- Abstract
- Introduction
- The Project
- Standardised Nursing Terminologies
- Processes
- Conclusion
- Acknowledgements
- References
Abstract
Technology New Zealand, supported by the Foundation of Research, Science and Technology, has recently approved a three-year PhD Technology in Industry Fellowship to PhD student Shona Wilson, iSOFT NZ Ltd and the Graduate School of Nursing, Midwifery and Health, Victoria University of Wellington to develop a model for the collection of nursing specific information to support nursing practice in New Zealand. The model will aim to determine the factors that need to be considered when implementing within New Zealand a standardised nursing classification scheme that has been developed in another country and to provide a way to inform future implementation that is contextualised to New Zealand’s nursing needs. The project involves the configuration of a nursing specific classification scheme into the iSOFT NZ Ltd existing clinical information system, the HealthViews Electronic Health Record solution.

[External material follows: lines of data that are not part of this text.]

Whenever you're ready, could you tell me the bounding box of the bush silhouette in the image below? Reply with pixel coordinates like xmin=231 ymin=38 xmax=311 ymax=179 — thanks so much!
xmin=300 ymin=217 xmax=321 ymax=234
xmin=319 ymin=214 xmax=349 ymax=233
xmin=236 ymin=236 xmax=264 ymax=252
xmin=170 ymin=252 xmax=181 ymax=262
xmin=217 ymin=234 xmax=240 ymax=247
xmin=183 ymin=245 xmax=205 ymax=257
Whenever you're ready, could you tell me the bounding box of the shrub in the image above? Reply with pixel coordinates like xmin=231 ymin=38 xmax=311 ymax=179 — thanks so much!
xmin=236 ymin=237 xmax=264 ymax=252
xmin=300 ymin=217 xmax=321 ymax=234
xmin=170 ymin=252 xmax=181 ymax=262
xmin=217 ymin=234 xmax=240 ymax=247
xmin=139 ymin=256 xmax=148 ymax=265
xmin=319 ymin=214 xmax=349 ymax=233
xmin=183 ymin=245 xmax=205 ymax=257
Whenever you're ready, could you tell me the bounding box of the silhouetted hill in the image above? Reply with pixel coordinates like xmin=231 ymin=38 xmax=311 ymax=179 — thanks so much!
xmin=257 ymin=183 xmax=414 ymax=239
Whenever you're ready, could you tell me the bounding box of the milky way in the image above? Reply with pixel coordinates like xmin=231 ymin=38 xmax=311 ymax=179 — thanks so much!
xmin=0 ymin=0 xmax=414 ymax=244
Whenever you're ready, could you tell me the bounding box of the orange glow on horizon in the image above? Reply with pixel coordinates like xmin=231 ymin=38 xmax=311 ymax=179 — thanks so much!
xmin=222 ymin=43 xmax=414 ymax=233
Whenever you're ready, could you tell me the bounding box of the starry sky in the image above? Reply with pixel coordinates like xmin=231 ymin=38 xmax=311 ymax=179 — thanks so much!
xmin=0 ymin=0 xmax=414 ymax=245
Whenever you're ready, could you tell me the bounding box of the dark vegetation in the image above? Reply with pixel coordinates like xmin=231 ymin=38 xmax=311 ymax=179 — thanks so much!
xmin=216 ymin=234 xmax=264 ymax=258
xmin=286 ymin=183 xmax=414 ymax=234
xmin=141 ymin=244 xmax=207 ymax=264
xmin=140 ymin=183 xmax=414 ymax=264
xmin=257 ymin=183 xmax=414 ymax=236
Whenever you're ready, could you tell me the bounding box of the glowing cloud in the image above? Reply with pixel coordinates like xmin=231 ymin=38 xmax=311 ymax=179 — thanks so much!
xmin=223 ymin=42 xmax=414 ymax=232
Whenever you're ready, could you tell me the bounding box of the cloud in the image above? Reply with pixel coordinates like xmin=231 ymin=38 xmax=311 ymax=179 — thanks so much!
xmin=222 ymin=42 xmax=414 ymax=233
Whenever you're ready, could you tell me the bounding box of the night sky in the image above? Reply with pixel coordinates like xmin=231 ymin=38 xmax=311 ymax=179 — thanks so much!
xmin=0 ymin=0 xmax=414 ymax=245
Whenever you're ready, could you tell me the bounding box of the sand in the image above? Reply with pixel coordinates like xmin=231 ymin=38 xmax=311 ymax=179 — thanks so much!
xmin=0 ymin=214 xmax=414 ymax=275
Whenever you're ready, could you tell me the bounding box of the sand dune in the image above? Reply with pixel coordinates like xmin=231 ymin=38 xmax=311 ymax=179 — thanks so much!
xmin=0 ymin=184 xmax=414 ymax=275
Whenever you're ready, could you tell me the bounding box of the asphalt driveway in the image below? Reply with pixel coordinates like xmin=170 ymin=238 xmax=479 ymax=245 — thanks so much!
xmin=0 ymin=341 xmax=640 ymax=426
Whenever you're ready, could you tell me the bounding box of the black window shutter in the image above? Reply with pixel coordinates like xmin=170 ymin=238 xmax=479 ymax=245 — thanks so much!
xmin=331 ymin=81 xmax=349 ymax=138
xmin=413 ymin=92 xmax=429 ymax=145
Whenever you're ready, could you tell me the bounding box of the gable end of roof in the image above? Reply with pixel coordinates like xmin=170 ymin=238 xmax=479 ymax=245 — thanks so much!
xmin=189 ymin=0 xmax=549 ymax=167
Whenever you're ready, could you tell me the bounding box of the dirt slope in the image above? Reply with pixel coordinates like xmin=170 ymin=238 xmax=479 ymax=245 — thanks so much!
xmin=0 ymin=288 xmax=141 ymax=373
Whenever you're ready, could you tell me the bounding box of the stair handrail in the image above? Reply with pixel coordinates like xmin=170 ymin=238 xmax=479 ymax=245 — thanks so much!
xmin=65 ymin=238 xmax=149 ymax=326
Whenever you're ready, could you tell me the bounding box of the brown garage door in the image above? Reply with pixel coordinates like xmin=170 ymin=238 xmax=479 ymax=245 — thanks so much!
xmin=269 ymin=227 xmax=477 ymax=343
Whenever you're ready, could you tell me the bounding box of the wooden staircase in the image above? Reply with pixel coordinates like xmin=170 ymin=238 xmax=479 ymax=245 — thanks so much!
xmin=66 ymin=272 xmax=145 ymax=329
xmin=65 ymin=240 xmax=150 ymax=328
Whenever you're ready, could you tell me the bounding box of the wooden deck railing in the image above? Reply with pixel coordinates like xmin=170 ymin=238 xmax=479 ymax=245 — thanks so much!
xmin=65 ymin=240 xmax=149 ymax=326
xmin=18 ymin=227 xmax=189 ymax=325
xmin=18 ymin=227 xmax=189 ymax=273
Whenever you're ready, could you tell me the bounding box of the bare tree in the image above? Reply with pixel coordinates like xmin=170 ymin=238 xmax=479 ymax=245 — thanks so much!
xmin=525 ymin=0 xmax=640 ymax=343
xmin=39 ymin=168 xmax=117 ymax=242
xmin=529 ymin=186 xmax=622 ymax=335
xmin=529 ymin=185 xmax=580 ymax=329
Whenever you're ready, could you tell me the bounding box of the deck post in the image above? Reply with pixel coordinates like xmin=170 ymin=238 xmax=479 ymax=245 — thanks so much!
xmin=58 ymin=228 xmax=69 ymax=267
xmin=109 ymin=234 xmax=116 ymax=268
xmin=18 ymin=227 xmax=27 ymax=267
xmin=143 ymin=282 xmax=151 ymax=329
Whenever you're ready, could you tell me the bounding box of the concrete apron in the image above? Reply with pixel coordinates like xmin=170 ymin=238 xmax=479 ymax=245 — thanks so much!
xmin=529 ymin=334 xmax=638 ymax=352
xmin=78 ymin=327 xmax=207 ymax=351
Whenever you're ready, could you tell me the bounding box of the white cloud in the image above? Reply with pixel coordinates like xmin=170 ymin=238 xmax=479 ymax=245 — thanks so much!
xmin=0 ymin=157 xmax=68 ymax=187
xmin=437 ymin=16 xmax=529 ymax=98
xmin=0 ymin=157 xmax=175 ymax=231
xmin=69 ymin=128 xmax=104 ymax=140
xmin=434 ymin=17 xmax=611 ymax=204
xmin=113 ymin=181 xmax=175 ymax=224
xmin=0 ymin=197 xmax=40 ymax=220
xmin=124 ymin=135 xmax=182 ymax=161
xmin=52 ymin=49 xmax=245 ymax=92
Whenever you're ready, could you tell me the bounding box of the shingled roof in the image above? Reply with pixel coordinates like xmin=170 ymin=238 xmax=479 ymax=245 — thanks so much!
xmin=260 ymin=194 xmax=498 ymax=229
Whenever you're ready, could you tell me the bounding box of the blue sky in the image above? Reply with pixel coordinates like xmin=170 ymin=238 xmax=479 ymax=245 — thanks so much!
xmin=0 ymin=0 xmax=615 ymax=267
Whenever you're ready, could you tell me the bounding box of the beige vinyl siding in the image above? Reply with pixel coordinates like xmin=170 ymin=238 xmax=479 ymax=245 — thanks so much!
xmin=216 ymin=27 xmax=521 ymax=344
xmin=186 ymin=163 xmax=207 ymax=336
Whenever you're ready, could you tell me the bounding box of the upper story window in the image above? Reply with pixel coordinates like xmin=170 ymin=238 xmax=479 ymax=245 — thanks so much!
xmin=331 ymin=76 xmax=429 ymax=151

Once configured, the classification scheme/terminology will be implemented within a single service in a District Health Board, where nurses using the scheme to capture the nursing problems, activities and outcomes of daily care, will complete progressive surveys and focus group interviews to determine the professional nuances and colloquialisms of New Zealand nursing language that need to be considered at the user-interface level for nursing clinical information data collection. International strategies to maintain and sustain comparability of data will be considered within the development of the model along with ways to address infrastructural variances concerning nursing practice in New Zealand.
The major points that have emerged from the beginning of theoretical exploration and the intent of the project will be outlined in this paper. The case to support the need for the collection of nursing activities and outcomes in New Zealand in a manner that is comparable across providers and regions will also be presented. 
Introduction
The Technology for Industry Fellowships (TIF) programme enables full-time students to complete research and development projects in collaboration with industry partners. According to the Foundation for Research, Science and Technology (FoRST; 2006)[1] , TIF aims to:
- enhance scientific and technical skills and competencies in New Zealand businesses;
- expose undergraduates, masters and doctorate students and post-doctoral researchers to an industrial environment;
- create research and technology of benefit for business; and
- foster links between universities, research institutes and businesses.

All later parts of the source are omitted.